Databricks exposes a REST API to manipulate Databricks resources. In order to invoke the API, the client has to directly invoke low-level HTTP methods - typically with curl
or Python requests
.
For more convenient command-line access, there is a Databricks CLI but it is still experimental (as of 2020-09-28).
This CLI is under active development and is released as an Experimental client. This means that interfaces are still subject to change.
The CLI is open-source at https://github.com/databricks/databricks-cli.
There are actually three different Python API wrappers available in the CLI code. Since the CLI is still "experimental", these wrappers are not publicly documented with typical stability guarantees. However, since the Databricks CLI is already a mature product, the likelihood that these wrappers will change is minimal.
All methods of the wrapper variants return a Python dict
response. The HTTP wrapper API requires you to construct a HTTP URI, whereas the other two have a higher-level Python method interface. It is not clear what the actual difference between the latter two is - they seem to be functionally equivalent.
Name | Example | Package |
---|---|---|
Low-level HTTP wrapper | 01_http_client.py | from databricks_cli.sdk.api_client import ApiClient |
Higher-level "API" | 02_api.py | from databricks_cli.clusters.api import ClusterApi, JobsApi |
Higher-level "Service" | 03_service.py | from databricks_cli.sdk.service import ClusterService,JobService |
See conda.yaml.
conda env create --file conda.yaml
conda activate databricks-api-sdk
python 01_http_client.py
from databricks_cli.sdk.api_client import ApiClient
import utils
class SdkClient():
def __init__(self, profile=None):
self.client = utils.get_api_client(profile)
def list_clusters(self):
return self.client.perform_query("GET", "/clusters/list")

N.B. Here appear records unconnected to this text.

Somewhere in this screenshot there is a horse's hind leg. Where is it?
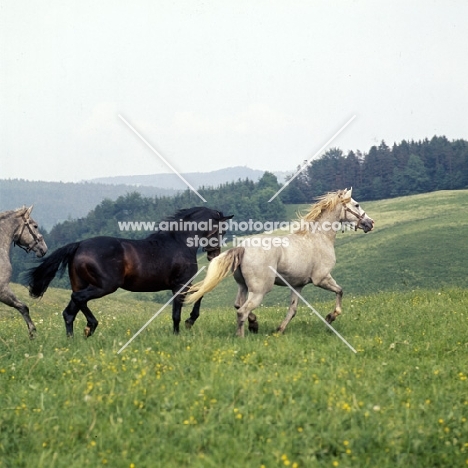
[81,304,99,338]
[314,274,343,323]
[237,293,264,338]
[0,286,36,339]
[185,297,203,328]
[276,288,302,333]
[62,300,80,338]
[234,278,258,333]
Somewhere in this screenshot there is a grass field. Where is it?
[0,191,468,468]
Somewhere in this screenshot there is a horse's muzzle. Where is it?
[359,217,374,233]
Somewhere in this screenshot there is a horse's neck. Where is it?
[0,218,19,252]
[317,207,341,244]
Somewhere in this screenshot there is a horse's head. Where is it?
[13,206,47,257]
[203,210,234,261]
[340,188,374,232]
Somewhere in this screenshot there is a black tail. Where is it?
[26,242,80,297]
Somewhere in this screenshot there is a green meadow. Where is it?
[0,191,468,468]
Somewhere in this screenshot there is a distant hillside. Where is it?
[0,179,177,230]
[90,166,293,190]
[193,190,468,308]
[0,167,285,231]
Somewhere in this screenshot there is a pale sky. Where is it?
[0,0,468,182]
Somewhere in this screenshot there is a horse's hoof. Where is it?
[249,322,258,334]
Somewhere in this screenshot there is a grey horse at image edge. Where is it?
[0,206,47,338]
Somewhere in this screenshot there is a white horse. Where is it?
[0,206,47,338]
[186,189,374,337]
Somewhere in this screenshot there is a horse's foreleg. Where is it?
[0,286,36,339]
[314,274,343,323]
[185,296,203,328]
[276,288,302,333]
[72,285,109,338]
[234,282,258,333]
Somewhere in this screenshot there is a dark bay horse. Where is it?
[186,189,374,337]
[28,207,232,337]
[0,206,47,338]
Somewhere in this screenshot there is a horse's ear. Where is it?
[343,187,353,200]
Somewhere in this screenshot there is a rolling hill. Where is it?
[172,190,468,312]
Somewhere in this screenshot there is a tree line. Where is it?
[12,133,468,281]
[283,136,468,203]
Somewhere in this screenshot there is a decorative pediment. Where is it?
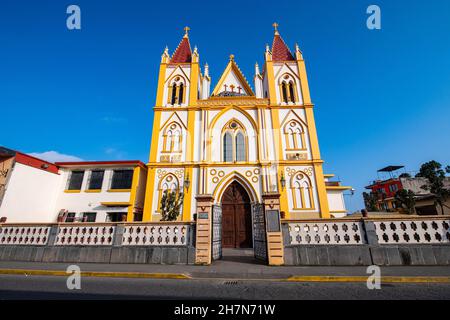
[212,55,255,97]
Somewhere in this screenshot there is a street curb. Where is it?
[286,276,450,283]
[0,269,191,279]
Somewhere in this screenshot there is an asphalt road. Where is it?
[0,275,450,300]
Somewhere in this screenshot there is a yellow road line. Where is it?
[0,269,450,283]
[0,269,191,279]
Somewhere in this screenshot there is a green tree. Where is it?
[395,189,416,214]
[363,191,378,212]
[416,160,450,214]
[161,190,184,221]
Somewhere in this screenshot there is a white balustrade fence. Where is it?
[285,221,365,245]
[122,224,191,246]
[373,219,450,244]
[55,225,116,246]
[0,225,51,246]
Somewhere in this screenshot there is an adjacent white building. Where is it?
[0,148,147,223]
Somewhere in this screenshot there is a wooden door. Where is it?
[222,182,253,248]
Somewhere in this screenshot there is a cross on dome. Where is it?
[184,26,191,37]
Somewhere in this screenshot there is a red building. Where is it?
[365,166,403,211]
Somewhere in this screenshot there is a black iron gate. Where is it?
[252,203,267,261]
[211,205,222,260]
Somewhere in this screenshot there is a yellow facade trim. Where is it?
[182,168,192,221]
[325,186,352,190]
[142,167,156,222]
[107,189,131,192]
[127,167,141,222]
[100,202,131,207]
[212,59,255,96]
[314,164,331,219]
[64,190,81,193]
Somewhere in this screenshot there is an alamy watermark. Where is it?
[66,265,81,290]
[366,4,381,30]
[66,4,81,30]
[366,265,381,290]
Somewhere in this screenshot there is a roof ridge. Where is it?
[170,34,192,63]
[231,59,253,91]
[272,31,295,61]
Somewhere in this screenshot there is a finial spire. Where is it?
[184,26,191,38]
[272,22,280,36]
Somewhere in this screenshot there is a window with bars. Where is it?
[83,212,97,222]
[67,171,84,190]
[223,132,233,162]
[111,169,133,189]
[88,170,105,190]
[65,212,75,222]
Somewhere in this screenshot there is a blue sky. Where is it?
[0,0,450,210]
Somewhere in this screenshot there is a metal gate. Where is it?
[252,203,267,261]
[211,205,222,260]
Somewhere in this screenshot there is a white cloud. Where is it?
[104,147,127,159]
[29,151,83,162]
[100,116,127,123]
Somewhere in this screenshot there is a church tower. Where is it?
[143,24,348,226]
[143,27,201,221]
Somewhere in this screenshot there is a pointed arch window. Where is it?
[279,74,298,104]
[170,83,177,105]
[162,122,183,153]
[281,81,288,103]
[288,81,295,103]
[167,76,186,105]
[156,173,180,212]
[222,119,248,162]
[284,120,306,151]
[290,171,314,210]
[223,132,233,162]
[178,83,184,104]
[236,132,246,161]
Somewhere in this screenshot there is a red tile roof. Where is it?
[170,36,192,63]
[272,33,295,61]
[16,151,58,174]
[55,160,146,168]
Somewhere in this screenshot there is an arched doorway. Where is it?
[221,181,253,248]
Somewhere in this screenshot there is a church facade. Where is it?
[142,24,350,238]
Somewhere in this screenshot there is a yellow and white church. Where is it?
[143,24,351,230]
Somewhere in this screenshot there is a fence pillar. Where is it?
[47,224,59,246]
[113,224,125,247]
[362,219,378,246]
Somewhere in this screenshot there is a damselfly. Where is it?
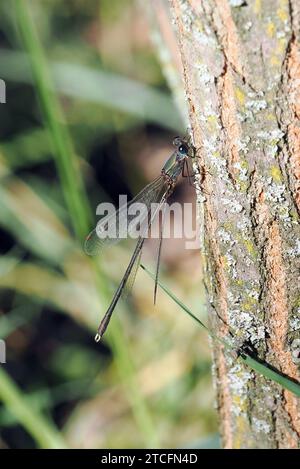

def get_cluster(self, cluster_id):
return self.client.perform_query("GET", f"/clusters/get?cluster_id={cluster_id}")
def list_jobs(self):
return self.client.perform_query("GET", "/jobs/list")
python 02_api.py
from databricks_cli.clusters.api import ClusterApi
from databricks_cli.jobs.api import JobsApi
import utils
class SdkClient():
def __init__(self, profile=None):
client = utils.get_api_client(profile)
self.cluster_client = ClusterApi(client)
self.jobs_client = JobsApi(client)
def list_clusters(self):
return self.cluster_client.list_clusters()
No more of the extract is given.